Ich bin auch Verlierer des Tages Wer die BILD-Zeitung liest, tut das nicht, um sich durch sorgsame Abwägung unterschiedlicher Argumente seine Meinung zu bilden, sondern weil er gerne einfache Positionen serviert bekommt. Provokativ, verkürzt in wenig Text und dicken Schlagzeilen. Gehört mit zum Erfolgskonzept des Blattes und beschert dieser simplen Informationspolitik eine Reichweite von etwa 11,5 Millionen Lesern täglich.
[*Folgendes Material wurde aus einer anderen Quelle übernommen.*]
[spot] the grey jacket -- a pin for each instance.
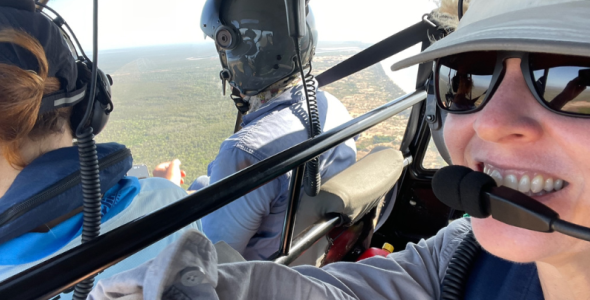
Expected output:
(188, 270)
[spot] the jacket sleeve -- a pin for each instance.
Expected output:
(189, 267)
(414, 273)
(238, 221)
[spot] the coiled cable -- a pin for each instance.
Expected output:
(89, 171)
(460, 10)
(455, 280)
(90, 178)
(312, 179)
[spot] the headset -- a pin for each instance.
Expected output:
(88, 111)
(92, 106)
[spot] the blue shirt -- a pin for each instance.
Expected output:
(252, 224)
(125, 199)
(493, 278)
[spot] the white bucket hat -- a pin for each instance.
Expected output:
(545, 26)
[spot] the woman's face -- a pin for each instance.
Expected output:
(516, 137)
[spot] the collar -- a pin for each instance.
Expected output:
(50, 187)
(290, 96)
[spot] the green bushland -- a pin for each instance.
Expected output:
(168, 102)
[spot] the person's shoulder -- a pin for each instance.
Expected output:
(160, 190)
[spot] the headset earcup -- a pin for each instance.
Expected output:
(102, 106)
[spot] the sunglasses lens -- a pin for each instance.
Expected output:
(460, 91)
(462, 85)
(562, 82)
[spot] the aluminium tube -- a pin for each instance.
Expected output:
(307, 238)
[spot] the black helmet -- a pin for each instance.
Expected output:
(253, 41)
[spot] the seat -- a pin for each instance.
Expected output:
(351, 194)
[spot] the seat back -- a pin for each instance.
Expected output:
(351, 194)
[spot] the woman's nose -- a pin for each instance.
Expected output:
(511, 115)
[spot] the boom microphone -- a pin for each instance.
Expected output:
(478, 195)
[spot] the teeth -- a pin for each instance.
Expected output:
(549, 185)
(558, 184)
(497, 177)
(525, 184)
(511, 182)
(537, 185)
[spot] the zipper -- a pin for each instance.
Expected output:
(63, 185)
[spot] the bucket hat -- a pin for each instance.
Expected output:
(545, 26)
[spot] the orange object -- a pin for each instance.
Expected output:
(384, 251)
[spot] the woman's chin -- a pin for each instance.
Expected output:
(513, 243)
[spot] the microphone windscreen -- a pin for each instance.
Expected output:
(471, 187)
(446, 185)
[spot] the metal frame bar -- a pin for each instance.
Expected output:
(307, 238)
(110, 248)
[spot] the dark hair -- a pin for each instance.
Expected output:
(21, 92)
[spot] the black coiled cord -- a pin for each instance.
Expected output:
(453, 285)
(460, 10)
(313, 180)
(89, 171)
(90, 178)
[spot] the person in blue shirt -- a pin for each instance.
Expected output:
(257, 56)
(525, 56)
(40, 189)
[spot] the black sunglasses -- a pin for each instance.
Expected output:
(466, 82)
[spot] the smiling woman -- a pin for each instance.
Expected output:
(512, 130)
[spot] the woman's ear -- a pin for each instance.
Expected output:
(28, 5)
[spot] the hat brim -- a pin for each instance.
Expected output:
(559, 29)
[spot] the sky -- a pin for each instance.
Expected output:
(124, 24)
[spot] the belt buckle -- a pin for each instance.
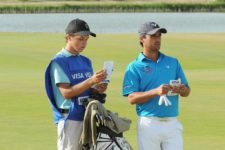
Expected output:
(164, 119)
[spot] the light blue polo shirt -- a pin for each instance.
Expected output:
(58, 76)
(143, 74)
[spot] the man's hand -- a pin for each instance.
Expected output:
(101, 87)
(182, 90)
(163, 89)
(98, 76)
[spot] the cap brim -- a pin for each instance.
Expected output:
(86, 33)
(162, 30)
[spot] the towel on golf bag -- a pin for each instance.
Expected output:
(104, 141)
(96, 115)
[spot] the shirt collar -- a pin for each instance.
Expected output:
(142, 57)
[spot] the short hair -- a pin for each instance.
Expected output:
(140, 41)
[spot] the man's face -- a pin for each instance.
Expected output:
(152, 42)
(78, 42)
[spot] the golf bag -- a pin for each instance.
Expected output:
(101, 135)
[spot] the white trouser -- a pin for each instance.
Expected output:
(69, 134)
(159, 134)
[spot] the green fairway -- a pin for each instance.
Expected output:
(26, 121)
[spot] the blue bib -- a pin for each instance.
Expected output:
(78, 68)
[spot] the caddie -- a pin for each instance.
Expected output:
(68, 79)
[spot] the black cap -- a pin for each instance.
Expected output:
(150, 28)
(80, 27)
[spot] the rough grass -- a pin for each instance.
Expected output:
(26, 118)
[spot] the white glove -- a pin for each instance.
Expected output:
(164, 99)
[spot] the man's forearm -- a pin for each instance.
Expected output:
(141, 97)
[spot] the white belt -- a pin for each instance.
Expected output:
(162, 118)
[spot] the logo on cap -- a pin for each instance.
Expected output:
(86, 26)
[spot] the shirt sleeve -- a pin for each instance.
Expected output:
(181, 75)
(57, 74)
(130, 81)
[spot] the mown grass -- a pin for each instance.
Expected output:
(71, 7)
(26, 118)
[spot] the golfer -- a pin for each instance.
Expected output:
(68, 79)
(145, 80)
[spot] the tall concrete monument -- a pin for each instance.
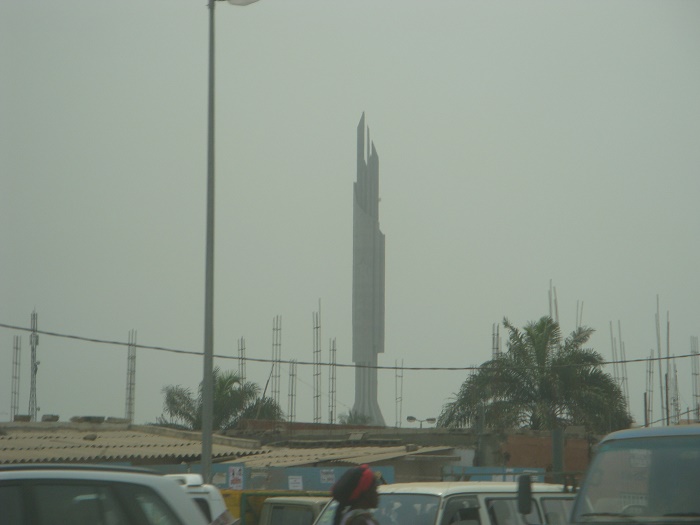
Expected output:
(367, 279)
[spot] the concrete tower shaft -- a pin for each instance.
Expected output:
(367, 279)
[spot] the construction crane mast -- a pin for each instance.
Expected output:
(33, 343)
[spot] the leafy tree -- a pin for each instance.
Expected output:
(354, 418)
(541, 382)
(233, 400)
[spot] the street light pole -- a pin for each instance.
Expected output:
(208, 375)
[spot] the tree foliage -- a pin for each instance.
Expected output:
(541, 382)
(233, 400)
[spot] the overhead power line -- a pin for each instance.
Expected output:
(304, 363)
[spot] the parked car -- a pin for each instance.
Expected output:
(465, 503)
(643, 475)
(207, 497)
(292, 510)
(51, 494)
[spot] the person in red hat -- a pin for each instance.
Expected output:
(356, 494)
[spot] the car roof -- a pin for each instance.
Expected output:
(78, 467)
(444, 488)
(298, 499)
(642, 432)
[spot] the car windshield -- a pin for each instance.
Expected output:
(642, 480)
(395, 509)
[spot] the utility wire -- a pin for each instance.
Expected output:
(311, 363)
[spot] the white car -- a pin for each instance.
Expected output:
(49, 494)
(206, 496)
(465, 503)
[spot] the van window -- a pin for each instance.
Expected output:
(203, 505)
(504, 511)
(78, 504)
(291, 515)
(11, 511)
(402, 509)
(461, 510)
(556, 510)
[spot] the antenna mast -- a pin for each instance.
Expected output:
(241, 359)
(649, 415)
(623, 366)
(398, 391)
(695, 363)
(292, 397)
(661, 373)
(317, 364)
(131, 376)
(276, 356)
(33, 343)
(331, 381)
(613, 345)
(16, 355)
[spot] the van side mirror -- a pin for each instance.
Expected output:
(524, 494)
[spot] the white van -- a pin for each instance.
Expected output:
(292, 510)
(207, 497)
(465, 503)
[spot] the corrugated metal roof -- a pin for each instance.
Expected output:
(58, 443)
(290, 457)
(65, 445)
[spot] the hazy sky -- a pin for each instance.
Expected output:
(519, 142)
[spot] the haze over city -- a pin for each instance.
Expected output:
(520, 144)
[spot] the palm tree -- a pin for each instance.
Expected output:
(233, 400)
(541, 383)
(354, 418)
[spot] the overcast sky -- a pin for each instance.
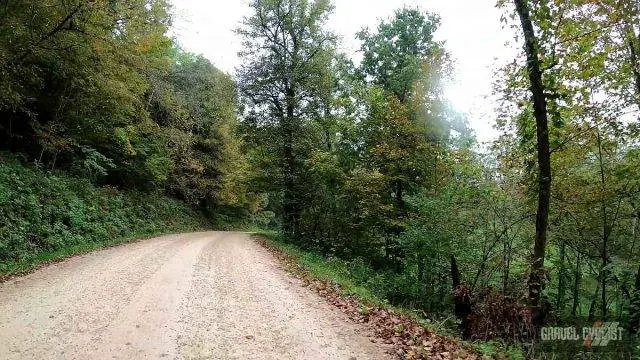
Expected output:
(471, 29)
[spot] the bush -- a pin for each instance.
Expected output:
(46, 212)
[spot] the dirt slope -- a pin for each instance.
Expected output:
(209, 295)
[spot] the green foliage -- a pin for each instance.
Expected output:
(51, 215)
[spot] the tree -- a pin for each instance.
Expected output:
(284, 75)
(544, 155)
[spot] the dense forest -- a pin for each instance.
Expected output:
(366, 162)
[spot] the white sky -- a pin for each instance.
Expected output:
(471, 29)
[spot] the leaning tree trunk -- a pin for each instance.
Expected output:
(544, 159)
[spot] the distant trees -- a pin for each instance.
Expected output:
(285, 73)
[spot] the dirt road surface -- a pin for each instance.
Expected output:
(212, 295)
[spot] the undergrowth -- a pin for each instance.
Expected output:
(346, 276)
(49, 216)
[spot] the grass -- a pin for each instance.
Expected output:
(32, 262)
(49, 216)
(337, 272)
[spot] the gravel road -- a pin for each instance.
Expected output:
(214, 295)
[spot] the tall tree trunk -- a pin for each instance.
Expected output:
(593, 305)
(544, 159)
(634, 310)
(576, 287)
(561, 279)
(290, 205)
(606, 230)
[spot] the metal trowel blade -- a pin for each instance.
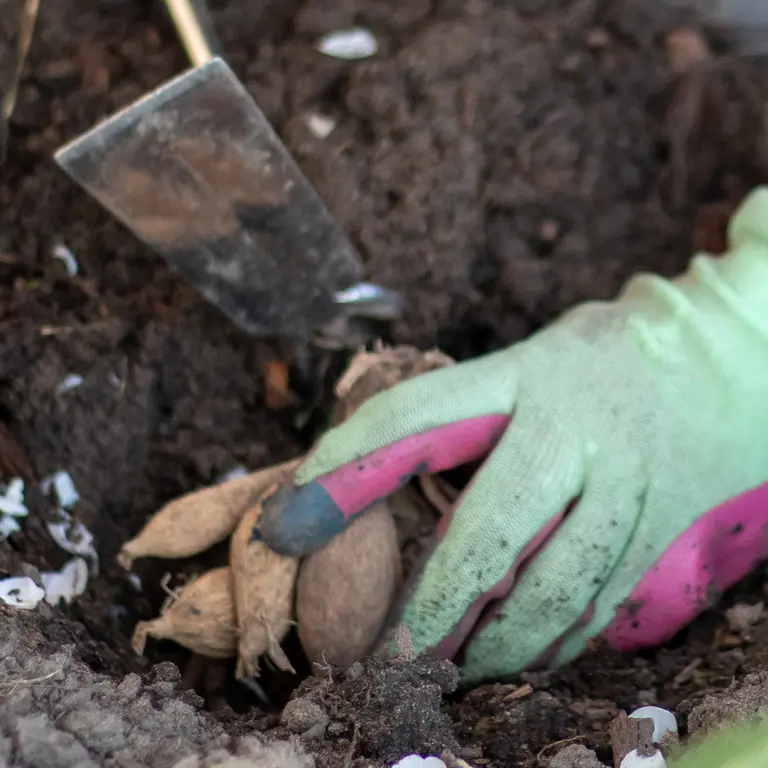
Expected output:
(195, 170)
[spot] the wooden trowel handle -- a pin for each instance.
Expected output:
(195, 28)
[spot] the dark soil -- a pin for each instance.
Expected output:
(495, 161)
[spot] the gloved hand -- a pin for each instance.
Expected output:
(627, 476)
(734, 746)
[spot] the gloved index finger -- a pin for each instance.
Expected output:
(437, 421)
(297, 520)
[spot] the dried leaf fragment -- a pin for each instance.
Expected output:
(202, 618)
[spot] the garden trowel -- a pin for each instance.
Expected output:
(196, 171)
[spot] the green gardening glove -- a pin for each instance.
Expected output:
(743, 746)
(626, 478)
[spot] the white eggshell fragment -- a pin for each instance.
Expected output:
(67, 584)
(69, 382)
(417, 761)
(21, 592)
(633, 760)
(63, 254)
(663, 720)
(351, 44)
(8, 525)
(12, 499)
(73, 537)
(321, 126)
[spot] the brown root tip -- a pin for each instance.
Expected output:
(125, 558)
(244, 669)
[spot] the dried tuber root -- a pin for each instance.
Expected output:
(369, 373)
(202, 618)
(196, 521)
(263, 585)
(345, 590)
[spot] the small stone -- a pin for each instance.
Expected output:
(742, 616)
(575, 756)
(301, 715)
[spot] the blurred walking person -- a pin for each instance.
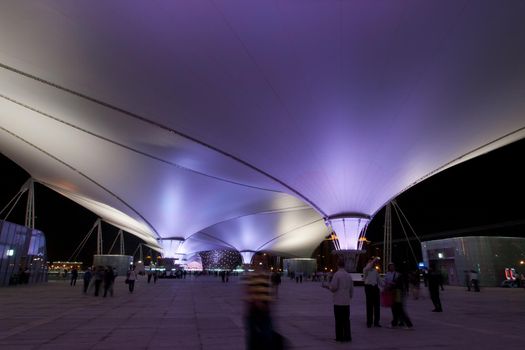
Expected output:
(435, 282)
(87, 279)
(131, 278)
(372, 282)
(109, 279)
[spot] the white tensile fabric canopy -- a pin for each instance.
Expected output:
(245, 124)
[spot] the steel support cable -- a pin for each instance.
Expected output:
(82, 243)
(17, 196)
(404, 231)
(408, 223)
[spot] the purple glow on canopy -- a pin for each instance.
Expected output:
(348, 231)
(247, 256)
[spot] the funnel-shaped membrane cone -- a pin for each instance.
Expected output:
(348, 231)
(247, 256)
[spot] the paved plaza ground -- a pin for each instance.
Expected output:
(204, 313)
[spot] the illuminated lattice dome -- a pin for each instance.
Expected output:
(220, 259)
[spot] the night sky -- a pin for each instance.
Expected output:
(483, 196)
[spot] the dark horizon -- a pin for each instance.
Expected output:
(477, 196)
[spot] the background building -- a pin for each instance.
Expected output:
(489, 256)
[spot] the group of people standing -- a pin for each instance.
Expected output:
(388, 292)
(103, 277)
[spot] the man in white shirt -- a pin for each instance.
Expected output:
(372, 282)
(342, 288)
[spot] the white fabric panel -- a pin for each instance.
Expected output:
(291, 232)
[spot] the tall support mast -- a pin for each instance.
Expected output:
(99, 237)
(30, 207)
(121, 235)
(387, 237)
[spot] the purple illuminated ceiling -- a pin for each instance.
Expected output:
(245, 124)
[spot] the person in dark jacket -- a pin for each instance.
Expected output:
(109, 278)
(87, 279)
(435, 282)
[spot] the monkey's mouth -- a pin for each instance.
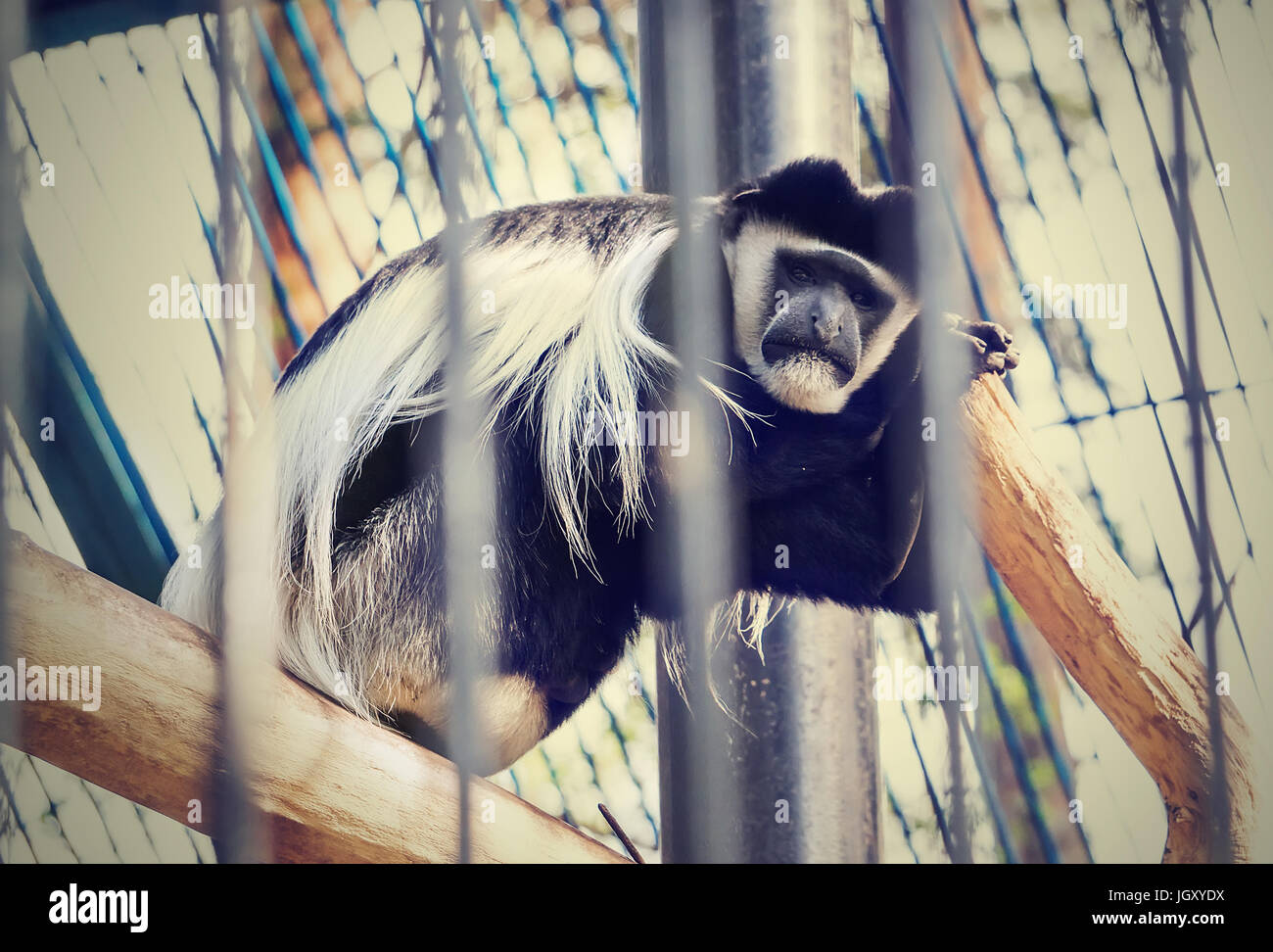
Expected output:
(790, 351)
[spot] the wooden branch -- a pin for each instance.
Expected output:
(1129, 659)
(336, 788)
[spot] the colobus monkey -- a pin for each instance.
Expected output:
(823, 415)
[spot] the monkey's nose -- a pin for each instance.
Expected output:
(826, 327)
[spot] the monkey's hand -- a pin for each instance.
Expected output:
(991, 344)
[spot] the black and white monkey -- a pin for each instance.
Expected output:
(823, 417)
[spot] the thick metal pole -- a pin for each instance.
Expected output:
(802, 753)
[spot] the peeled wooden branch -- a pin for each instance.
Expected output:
(1129, 659)
(335, 788)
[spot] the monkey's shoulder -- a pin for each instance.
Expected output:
(602, 224)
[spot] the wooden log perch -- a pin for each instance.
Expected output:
(1129, 658)
(336, 788)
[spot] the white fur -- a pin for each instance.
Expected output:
(563, 327)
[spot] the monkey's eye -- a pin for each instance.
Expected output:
(801, 274)
(865, 300)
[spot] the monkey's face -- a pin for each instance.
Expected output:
(814, 322)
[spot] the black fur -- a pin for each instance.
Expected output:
(841, 492)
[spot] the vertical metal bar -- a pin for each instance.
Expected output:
(246, 608)
(802, 740)
(466, 468)
(13, 315)
(946, 366)
(1196, 392)
(698, 795)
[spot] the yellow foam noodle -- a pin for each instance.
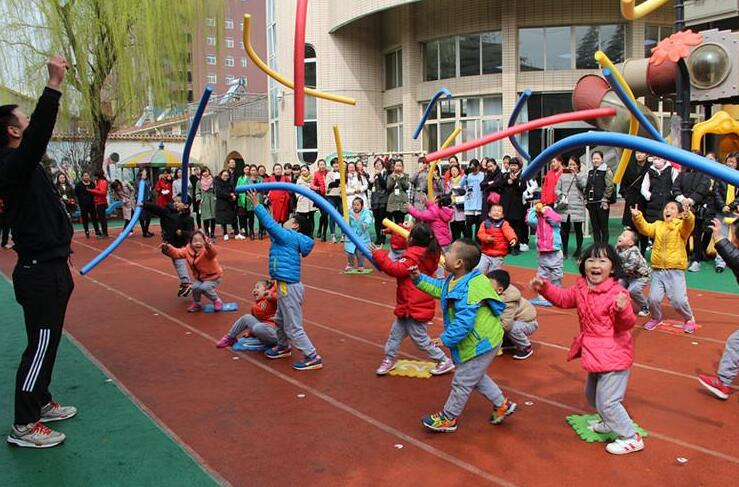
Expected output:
(432, 167)
(623, 163)
(278, 77)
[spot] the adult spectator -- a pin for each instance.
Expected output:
(43, 284)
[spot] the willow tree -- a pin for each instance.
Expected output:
(124, 54)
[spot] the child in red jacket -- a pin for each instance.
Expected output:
(260, 321)
(496, 236)
(200, 255)
(413, 308)
(604, 344)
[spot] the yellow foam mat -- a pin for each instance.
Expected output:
(413, 368)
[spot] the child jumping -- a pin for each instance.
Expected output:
(496, 237)
(413, 309)
(472, 332)
(200, 255)
(260, 322)
(635, 267)
(604, 343)
(519, 318)
(287, 247)
(669, 261)
(549, 243)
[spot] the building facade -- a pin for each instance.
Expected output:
(393, 55)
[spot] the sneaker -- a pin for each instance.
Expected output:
(225, 342)
(689, 326)
(34, 435)
(624, 446)
(523, 354)
(440, 422)
(714, 385)
(56, 412)
(505, 409)
(651, 324)
(386, 366)
(445, 365)
(278, 352)
(311, 363)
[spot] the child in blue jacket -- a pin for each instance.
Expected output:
(472, 331)
(287, 247)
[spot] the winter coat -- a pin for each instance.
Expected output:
(670, 238)
(438, 217)
(286, 248)
(409, 300)
(225, 206)
(397, 190)
(203, 263)
(548, 237)
(361, 226)
(572, 185)
(518, 308)
(604, 343)
(495, 236)
(471, 310)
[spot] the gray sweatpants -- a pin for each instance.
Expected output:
(205, 287)
(264, 332)
(551, 267)
(418, 332)
(489, 264)
(180, 265)
(472, 375)
(289, 318)
(672, 283)
(635, 286)
(729, 365)
(520, 333)
(605, 392)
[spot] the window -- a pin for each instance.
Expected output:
(394, 69)
(394, 129)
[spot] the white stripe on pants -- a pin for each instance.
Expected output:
(418, 332)
(605, 392)
(672, 283)
(473, 375)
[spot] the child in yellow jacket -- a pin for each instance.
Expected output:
(669, 261)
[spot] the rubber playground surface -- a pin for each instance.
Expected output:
(160, 405)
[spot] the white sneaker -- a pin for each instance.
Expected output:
(625, 446)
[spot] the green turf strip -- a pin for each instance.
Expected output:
(110, 442)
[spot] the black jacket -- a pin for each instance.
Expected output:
(41, 228)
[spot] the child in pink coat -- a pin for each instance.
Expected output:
(604, 344)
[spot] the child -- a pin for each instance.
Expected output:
(604, 343)
(549, 243)
(288, 245)
(414, 309)
(260, 322)
(496, 236)
(472, 331)
(360, 219)
(519, 317)
(669, 261)
(200, 254)
(177, 226)
(635, 267)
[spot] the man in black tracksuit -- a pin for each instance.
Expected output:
(42, 232)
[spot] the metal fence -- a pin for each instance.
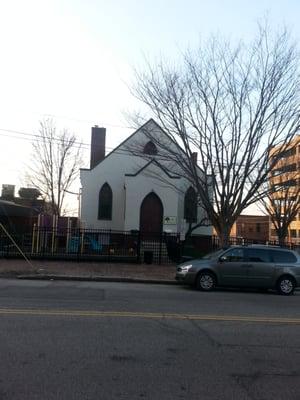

Ich wiederhole: etwa 11,5 Millionen Leser täglich1.

Dieses perfide Meinungsmacher-Blatt verzichtet gerne auf Argumente (frei nach dem Motto: Wer im Recht ist, der braucht keine Argumente) und übt sich stattdessen lieber im Schwarz-Weiß-Malen2. So kürt sie offenbar auch täglich Gewinner und Verlierer des Tages, ohne weitergehende Argumentationen dafür zu liefern, warum jemand positiv oder negativ hervorgehoben wird.

Heute ist der Verlierer des Tages der Sprecher der SPD-Linken, Björn Böhning (@BoehningB), der einen Initiativantrag für den SPD-Parteitag am Sonntag gestellt hat, durch den die SPD-Bundestagsfraktion aufgefordert wird, den Gesetzentwurf der Großen Koalition zur Sperrung von Kinderporno-Seiten zu verhindern. Wenn jemand erkannt hat, dass ein offensichtlich komplett falsch konzipierter Gesetzentwurf, der schwerwiegende verfassungspolitische Mängel aufweist und nachweislich keinen Erfolg im Kampf gegen Kinderpornographie bringen wird, ein Verlierer des Tages ist, dann, liebe BILD-Zeitung, ja dann möchte auch ich ein Verlierer des Tages sein. Buttons für entsprechend solidarische Verliererinnen und Verlierer werden freundlicherweise von Mathias Richel zur Verfügung gestellt. In anderen Farben gibt es die Buttons auch bei Attie the Penguin.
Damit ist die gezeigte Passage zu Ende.